When I picked up Soul Calibur 4, I went through the roster, sampling each character and mashing the crap out of the buttons. Sometimes winning and sometimes losing to the computer. My play style was based on pure luck but you can be sure that when I came to a live player it never went well. And since it was online there was no shortage of them! I met lots of new friends on the GayGamer Forums who inspired me not to give up and to find a character that appealed to my tastes.
My new friends encouraged me to try out some basic combos so I went out and purchased the Soul Calibur strategy guide. If you don't have the extra cash lying around you can also find plenty of clinics online, like at Shoryouken.com for most Capcom games, and you can check out ROCsteady's own mini clinic here. Using the guide I messed around with some the suggested basics with a character that I felt fit my play style. I went with rapier-bearing "Amy." There was something about this girl that just jived with my brain. She is quick and direct. Perfect for me.
During those early days (and even today when I am learning new characters and mechanics) I focused on the precise imputs suggested by the practice combos in the book and slowly began to see why button mashing quickly led me to the KO screen. There was no real strategy to my game and as I learned the timing, range, and limitations of my chosen character I was suddenly pulling off combos, parries and cancels like it was nobody's business. In time I actually surpassed my friend from the forums in terms of skill and strategical finesse.
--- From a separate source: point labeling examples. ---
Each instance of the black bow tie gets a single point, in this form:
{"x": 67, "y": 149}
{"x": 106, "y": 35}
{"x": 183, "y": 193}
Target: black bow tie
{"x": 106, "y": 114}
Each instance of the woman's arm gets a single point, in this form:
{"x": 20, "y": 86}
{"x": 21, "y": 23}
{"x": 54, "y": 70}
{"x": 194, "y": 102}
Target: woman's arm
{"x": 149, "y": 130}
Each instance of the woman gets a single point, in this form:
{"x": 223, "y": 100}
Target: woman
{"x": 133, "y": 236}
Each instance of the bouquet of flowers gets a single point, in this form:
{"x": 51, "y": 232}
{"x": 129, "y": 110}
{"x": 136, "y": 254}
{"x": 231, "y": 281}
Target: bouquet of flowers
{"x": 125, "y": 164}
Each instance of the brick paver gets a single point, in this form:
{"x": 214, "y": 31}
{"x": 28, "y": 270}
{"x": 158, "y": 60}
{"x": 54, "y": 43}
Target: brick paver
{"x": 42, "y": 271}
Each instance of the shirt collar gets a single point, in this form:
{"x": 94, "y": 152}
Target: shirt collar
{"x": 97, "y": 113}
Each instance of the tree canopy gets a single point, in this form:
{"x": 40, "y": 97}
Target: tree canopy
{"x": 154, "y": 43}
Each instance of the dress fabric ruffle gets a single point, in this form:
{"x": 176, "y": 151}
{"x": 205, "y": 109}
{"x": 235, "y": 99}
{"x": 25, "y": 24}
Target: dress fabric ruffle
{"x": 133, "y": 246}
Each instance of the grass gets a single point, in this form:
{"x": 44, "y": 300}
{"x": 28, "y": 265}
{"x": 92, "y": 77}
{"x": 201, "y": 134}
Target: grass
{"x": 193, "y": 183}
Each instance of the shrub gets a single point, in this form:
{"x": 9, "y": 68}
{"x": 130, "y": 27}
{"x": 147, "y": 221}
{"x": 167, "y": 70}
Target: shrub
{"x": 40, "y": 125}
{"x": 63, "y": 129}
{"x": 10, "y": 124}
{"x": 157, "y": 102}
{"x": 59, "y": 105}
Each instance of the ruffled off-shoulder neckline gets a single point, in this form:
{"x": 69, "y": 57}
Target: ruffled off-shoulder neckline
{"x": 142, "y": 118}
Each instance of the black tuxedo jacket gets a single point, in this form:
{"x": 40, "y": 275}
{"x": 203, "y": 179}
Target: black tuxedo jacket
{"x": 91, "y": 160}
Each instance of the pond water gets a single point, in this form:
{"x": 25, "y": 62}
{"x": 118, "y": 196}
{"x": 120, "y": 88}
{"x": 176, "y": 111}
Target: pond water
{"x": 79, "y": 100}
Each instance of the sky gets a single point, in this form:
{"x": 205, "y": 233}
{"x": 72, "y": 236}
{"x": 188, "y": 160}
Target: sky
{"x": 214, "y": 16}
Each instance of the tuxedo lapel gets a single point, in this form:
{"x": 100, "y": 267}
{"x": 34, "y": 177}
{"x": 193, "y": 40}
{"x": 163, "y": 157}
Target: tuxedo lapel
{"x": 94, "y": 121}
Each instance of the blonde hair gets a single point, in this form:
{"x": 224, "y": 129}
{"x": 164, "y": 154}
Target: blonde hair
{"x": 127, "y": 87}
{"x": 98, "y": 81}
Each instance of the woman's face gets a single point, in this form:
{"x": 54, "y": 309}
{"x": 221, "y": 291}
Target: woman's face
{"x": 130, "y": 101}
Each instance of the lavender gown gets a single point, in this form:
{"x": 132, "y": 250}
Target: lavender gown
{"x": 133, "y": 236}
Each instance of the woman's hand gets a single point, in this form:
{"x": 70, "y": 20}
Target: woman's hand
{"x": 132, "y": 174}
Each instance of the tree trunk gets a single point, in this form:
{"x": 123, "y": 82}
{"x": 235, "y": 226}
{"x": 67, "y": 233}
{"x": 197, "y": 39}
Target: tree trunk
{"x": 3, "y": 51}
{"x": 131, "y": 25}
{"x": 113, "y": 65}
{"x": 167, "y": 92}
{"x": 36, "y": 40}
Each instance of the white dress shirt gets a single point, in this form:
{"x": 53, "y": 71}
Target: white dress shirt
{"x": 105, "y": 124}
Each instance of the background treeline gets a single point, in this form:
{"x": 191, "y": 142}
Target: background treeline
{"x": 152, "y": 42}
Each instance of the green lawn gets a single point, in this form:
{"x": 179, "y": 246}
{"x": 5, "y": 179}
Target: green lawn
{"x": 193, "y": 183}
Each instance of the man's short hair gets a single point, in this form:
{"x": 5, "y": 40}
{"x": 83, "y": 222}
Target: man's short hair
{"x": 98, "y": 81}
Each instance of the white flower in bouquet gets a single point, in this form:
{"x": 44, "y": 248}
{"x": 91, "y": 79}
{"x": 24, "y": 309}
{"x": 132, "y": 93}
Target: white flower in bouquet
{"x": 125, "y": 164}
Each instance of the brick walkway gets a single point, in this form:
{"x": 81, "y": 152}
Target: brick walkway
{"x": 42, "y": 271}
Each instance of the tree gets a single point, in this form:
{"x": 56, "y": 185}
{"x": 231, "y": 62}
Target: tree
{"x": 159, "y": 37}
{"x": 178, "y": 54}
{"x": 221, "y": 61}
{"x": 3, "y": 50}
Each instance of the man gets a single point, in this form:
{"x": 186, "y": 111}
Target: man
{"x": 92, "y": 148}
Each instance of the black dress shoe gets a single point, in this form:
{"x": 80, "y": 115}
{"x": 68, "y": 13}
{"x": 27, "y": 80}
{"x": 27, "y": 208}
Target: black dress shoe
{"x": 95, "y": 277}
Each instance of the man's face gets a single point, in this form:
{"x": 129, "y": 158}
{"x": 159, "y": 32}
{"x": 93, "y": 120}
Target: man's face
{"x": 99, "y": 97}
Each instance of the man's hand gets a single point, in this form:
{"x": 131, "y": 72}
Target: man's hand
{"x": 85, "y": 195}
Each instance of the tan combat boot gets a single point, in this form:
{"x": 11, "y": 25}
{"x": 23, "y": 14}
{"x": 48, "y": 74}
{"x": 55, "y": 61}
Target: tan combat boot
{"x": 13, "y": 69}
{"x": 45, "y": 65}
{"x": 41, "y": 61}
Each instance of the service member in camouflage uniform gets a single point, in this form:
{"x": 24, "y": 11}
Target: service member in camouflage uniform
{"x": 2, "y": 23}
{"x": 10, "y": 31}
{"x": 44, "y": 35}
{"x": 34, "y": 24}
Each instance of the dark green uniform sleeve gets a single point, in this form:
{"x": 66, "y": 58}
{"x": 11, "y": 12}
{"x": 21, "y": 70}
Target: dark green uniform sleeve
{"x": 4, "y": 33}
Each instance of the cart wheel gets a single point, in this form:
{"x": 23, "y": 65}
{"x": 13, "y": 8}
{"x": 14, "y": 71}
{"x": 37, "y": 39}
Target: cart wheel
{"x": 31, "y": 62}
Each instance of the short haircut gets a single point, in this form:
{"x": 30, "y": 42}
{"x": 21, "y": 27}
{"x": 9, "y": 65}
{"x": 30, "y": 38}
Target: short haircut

The game took on a new meaning for me, opening up all sorts of play possibilities and strategies and I began to see fighters for what they really are: a living, breathing game of chess.
I have found that like chess, fighting games also require the problem solving skills necessary to plan strategies and to be able to read your opponent. What makes fighters sometimes even more dynamic is the need for solid hand-eye coordination and lightning quick finger reflexes. Here we are working with muscle memory and control imputs that can be on par with some of the more difficult to learn musical instruments. So don't beat yourself up. Unless you are a natural D-Pad/Fight stick virtuoso lots and lots of practice is required to become a seasoned player.
Don't stress it though. Practice and training can be very rewarding and it sounds like you're lucky enough to have a sparring partner that appears to like fighters and you a whole lot! I remember playing hours a day with a boyfriend last summer so I know that the combination of the two can be great together. We would get so heated up while playing together that it almost always led to a few more "loving rounds" when we finished training. Talk with him about what works for you and what you really need from him when it comes to training. This includes some time for you if you decide you want to work on mechanics on your own. Sometimes a guy just needs his space.
With all of this exciting stimulation it is no wonder we love these incredibly difficult games. They provide rich experiences that force us to use our minds in new and different ways and can bring us closer to one another in more ways than one.
Robert, it looks like you have all the tools necessary to move forward with your training and it sounds like you have been on the right track all along. Keep playing and practicing and loving your boyfriend and above all "enjoy the ride!"